Re: Handling (very) large files with PHP

Stuart <stuttle@xxxxxxxxx> · Wed, 11 Mar 2009 10:00:32 +0000

2009/3/11 דניאל דנון <danondaniel@xxxxxxxxx>

> *Handling (very) large files with PHP*
>
> Hello, I am planning a project in PHP, and I have few unsolved issues that
> I'd like you to help me...
>
> The project will start by loading a file of about 50GB.
> The file has a many objects with a pattern, for example,
>
>
> Name: Joe
> Joe likes to eat
> -------------------
> Name: Daniel
> Daniel likes to ask question on the PHP Mailing List
>
>
> Anyway, so, I am going to convert it into a database, and I insist on using
> PHP for this.
>
> So the questions are,
> How would I open the file? will fopen fread($file, 1024) will work? if
> then,
> how would I find the seperator, "------------------", without taking too
> many resources?

I see no problem with this. I have nightly cron jobs written in PHP that
process 10's of GB's of log files each night without any problems. I would
use fgets rather than fread to get each line one at a time.

> I'll have a dedicated server for this project so I could use exec, so I am
> wondering if I should use exec to split the file?

Why? PHP can easily handle a file this big so long as you don't try to load
it all in at once.

How many hours or days do you think it will take me to insert all of the
> data, if I have about 8,000,000,000 (8 billion/milliard) entries (objects)?

The only way to know this is to try it. Assuming you're on a Linux machine
use head to slice a chunk off the top of the file and process that. Then
multiply by however many of those chunks there are in 50GB. That, with a
reasonable margin of error, will be how long it will take to process the
full file.

After I insert all the data, I'll have to start working with it as well -
> for example, having a list of all people and what comes after the word
> "likes" in their entry.

I would approach this by organising the data into lookup tables while you
read the file. It will make processing it a lot quicker. Doing something
like that is way beyond the scope of this list but Google will be able to
point you at the data structures and algorithms you'll need.

What do you suggest? I am concerened I might not be able to fully acomplish
> both high speed with working (example above) and both high speed when
> watching the data and adding more "works" (as stated above) with PHP. What
> do you think?
> Since inserting to the database, after considering it, will probably be
> with
> C. But if I wish to work with it - will PHP be good?

PHP will be slower than C, but by how much is difficult to say.

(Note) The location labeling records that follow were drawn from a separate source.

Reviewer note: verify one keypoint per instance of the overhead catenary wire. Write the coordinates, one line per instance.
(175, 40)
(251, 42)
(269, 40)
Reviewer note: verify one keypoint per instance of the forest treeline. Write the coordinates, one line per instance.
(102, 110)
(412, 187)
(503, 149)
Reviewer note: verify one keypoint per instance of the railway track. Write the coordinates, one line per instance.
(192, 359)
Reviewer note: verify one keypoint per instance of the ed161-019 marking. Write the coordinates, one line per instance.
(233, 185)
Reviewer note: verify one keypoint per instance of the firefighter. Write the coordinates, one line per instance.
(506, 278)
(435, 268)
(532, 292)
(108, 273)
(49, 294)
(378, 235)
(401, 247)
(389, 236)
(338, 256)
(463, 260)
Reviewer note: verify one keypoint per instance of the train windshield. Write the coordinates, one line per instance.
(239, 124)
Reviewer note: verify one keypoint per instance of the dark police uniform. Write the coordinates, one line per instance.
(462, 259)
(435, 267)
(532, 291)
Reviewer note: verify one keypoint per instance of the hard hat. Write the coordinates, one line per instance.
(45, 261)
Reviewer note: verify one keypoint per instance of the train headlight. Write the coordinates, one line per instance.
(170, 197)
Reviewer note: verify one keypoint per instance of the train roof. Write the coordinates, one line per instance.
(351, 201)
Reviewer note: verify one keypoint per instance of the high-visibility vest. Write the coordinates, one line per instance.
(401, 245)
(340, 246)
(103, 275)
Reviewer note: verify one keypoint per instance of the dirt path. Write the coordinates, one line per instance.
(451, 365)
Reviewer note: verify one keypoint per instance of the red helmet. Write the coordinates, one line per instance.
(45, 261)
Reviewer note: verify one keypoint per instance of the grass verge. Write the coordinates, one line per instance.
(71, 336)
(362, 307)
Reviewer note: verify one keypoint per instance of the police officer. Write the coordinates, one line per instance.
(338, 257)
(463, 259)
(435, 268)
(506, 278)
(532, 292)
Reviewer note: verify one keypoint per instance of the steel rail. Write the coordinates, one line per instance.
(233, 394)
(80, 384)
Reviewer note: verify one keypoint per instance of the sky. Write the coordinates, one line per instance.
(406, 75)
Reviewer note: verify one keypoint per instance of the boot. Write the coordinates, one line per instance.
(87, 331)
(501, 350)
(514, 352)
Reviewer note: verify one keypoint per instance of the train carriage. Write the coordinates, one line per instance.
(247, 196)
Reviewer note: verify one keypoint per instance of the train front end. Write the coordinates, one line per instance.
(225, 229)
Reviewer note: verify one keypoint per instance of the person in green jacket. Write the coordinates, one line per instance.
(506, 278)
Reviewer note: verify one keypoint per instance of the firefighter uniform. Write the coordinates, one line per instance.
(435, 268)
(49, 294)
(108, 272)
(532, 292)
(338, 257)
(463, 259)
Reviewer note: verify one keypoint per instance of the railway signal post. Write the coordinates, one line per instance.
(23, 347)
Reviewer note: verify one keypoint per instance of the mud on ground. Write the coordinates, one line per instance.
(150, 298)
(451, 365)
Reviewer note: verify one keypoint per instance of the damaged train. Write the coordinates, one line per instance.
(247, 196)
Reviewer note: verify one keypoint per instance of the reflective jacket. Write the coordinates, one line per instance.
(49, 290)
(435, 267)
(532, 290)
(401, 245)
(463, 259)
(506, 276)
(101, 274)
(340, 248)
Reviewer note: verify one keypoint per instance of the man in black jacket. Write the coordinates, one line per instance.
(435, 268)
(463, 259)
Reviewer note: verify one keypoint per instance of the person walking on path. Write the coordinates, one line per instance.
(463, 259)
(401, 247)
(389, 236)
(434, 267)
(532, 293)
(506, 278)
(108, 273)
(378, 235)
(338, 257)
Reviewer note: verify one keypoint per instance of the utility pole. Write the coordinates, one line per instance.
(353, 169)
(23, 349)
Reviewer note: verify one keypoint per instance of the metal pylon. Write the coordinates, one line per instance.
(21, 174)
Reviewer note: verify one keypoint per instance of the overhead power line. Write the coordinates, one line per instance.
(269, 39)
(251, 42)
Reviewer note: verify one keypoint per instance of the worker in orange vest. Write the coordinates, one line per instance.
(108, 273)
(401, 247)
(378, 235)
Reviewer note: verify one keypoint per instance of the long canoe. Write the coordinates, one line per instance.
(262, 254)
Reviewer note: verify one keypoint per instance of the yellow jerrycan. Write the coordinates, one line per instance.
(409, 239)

If you can
code in C and are happy using the C API for whatever DB you decide to use
that would be far better, but you have to weight that against the additional
development time. If you have a meaty server I'd say you can sacrifice
runtime speed for development speed.

What database should I use for so much info?

It really doesn't matter, so long as you set up the right indexes before you
import the file. Without the right indexes Oracle is just as slow as MySQL
which is just as slow as Postgres.

If you want an opinion I'd probably use Postgres for a dataset that big, but
MySQL shouldn't have a problem with it.

-Stuart

-- 
http://stut.net/